3.3 Simulated dataset

In this section, we discuss the results for the simulated dataset. As before, we split the data into a training sample (70%), a test sample (15%), and a validation sample (15%). The model is built in the training sample, the parameters are chosen using the test sample, and the performance is measured in the validation sample. We repeat the process ten times, and report average out-of-sample accuracy and relative accuracy.

Table 4 reports the accuracy and the relative complexity. The conclusions are similar, as before. While all models have a similar accuracy, the binarized LR outperforms the benchmarks in terms of relative performance. This means that our approach allows us to model the interactions, using a much smaller model. We end this section by illustrating how our binarization algorithm is able to recover the underlying generating model. On the right panel of Fig. 7, we plot the value of the coefficients and their 95% confidence intervals for the original model with interactions, while the left panel plots the values used by the data generating model. We plot similar information in Fig. 8 for the binarized LR. We see that we recover the generating model in both cases, while in the binarized LR the coefficients are estimated with a larger sample, resulting in smaller standard errors, as seen in the 95% confidence intervals around the coefficients.

4 Conclusions

In this paper, we have presented an approach to binarizing categorical predictors that enables working with interactions in Generalized Linear Models. Our approach offers several advantages. First, given that the samples of categories are homogeneous enough, by binarizing we can avoid having an over-parametrized model with a coefficient for each category. Second, we estimate just one coefficient for each categorical predictor and another one for each interaction. This gives a more interpretable model compared to having all the categories as binary variables. Third, by binarizing the categories we have more records to estimate each coefficient, which together with the homogeneity ensures lower standard errors. In the numerical section, we have used a simulated dataset and four real-world ones from supervised classification. In all these cases, our algorithm, in which the GLM with the logit function was used, considerably reduces the number of coefficients of the model, allowing the user to interpret and select interactions between the new binarized categorical predictors. We end by noting that, although for simplicity the methodology has been tested on supervised classification with the logistic regression as baseline, the very same approach is applicable to classification and regression tasks, as long as they are based on GLM.
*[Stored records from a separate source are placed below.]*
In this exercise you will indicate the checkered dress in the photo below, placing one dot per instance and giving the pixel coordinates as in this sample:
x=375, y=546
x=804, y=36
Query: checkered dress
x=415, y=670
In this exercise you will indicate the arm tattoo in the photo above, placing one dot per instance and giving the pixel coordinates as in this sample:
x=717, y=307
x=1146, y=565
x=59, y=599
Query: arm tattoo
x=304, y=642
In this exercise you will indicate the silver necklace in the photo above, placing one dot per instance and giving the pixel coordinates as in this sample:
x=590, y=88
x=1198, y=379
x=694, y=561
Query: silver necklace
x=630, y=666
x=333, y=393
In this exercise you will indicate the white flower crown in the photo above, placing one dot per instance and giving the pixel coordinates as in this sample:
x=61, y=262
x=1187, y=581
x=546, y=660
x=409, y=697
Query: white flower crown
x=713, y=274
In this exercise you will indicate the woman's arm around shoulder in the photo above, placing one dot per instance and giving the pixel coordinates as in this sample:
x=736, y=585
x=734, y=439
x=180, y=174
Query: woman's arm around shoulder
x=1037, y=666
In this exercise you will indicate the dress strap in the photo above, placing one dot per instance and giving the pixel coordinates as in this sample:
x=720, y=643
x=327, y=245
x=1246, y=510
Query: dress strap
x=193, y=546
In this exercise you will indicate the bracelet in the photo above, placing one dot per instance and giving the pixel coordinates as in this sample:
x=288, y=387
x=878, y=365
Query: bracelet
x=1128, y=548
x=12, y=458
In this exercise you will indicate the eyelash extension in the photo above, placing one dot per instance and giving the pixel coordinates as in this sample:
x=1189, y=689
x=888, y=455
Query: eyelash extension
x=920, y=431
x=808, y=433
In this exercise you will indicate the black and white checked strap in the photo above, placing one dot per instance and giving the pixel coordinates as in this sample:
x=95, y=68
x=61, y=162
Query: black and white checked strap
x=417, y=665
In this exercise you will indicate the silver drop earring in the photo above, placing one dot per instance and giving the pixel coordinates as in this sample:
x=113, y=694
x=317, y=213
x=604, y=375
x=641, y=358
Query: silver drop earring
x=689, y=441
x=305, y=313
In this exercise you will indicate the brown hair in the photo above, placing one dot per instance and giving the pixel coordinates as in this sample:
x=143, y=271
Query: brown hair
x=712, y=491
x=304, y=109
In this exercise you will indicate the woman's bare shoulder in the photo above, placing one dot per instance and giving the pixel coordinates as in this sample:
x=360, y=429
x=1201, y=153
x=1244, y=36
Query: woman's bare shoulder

A fruitful line of future work is related to the use of categorical predictors that contain sensitive information. In the future, our clustering methodology could take into account not only the overall accuracy but also a fair treatment of the sensitive groups [1, 13, 17]. Another interesting line of future research is the pursuit of metaheuristics that can deal with large-scale datasets involving an extremely large number of categories.